Software: One of the purposes of the assignments is for you to get a sense
of various standard machine learning technology, by looking at some
implementations of the algorithms rather than a general definition. What
I’m looking for is some evidence that you've managed to run an algorithm
and that you had some understanding of the output you saw. The evidence should
be in the form of a print-out of screen displays or program outputs, and usually
a brief discussion of the output (things you noticed or that strike you.)
Specifically, this week I'd like you to run an implementation of one or more
decision tree learners. What follows are some specific instructions and
suggestions for experimentation. Feel free to explore and share with us if you
find something interesting.
Check Out the Web
Enter in google "decision tree learning". Take a look at what
comes up, check out a few links. There are quite a few web pages for machine
learning in general; a starting point could be Russ
Greiner’s resource page.
Decision Trees
- One site with a working Java
applet is the AI
Exploratorium.
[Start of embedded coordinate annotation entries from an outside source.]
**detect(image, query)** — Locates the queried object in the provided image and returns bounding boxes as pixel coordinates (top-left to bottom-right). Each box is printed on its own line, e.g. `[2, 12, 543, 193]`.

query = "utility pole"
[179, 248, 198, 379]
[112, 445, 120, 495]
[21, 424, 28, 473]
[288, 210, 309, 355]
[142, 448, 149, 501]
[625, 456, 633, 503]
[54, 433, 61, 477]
You'll need a Java plug-in. I had to search for a bit
for it; for a PC, you can get it from Netscape. This demo has
a nice range of data sets. It doesn't seem to allow you to experiment with
different subsets of the data. If this is your only decision tree
experimentation, include at least two runs with different datasets. You
should have a brief discussion too with observations that show some
understanding of the output. For example, in a decision tree the first
attribute is supposed to be the most informative/relevant. Using
commonsense intuitions, does the learner succeed in finding an attribute
that intuitively seems relevant?
- The text has some Lisp
code for building decision trees. If you run this, experiment with
some of the data. It's easy to find the data in the code - try running the
program with different subsets. What happens if you give the tree
constructor only half the data? What happens if you make all the
examples positive (or negative)? How about adding some data points?
- Utgoff has an implementation
of some of his ideas (see http://www.cs.umass.edu/~lrn/iti/).
I haven't installed this yet, but it would be interesting to see how his
incremental decision tree induction does. You qualify as using this for
"individual research", so feel free to download the software. If
you cannot make it run in reasonable time (half an hour), don't worry
about it. Song Gao reports difficulties compiling at SFU; the basic
trouble seems to be using the cc compiler rather than gcc.
- Kimberley Voll and Aaron
Hunter recommend the Weka
suite of machine learning tools, which is Java-based and includes a
decision-tree learner.
- Glendon Holst points out that
the decision tree learner C4.5 is implemented at
http://www.cs.uregina.ca/~dbd/cs831/notes/ml/dtrees/c4.5/tutorial.html.Changing
calls of cfree() to free() allowed the code to compile on SFU unix
machines.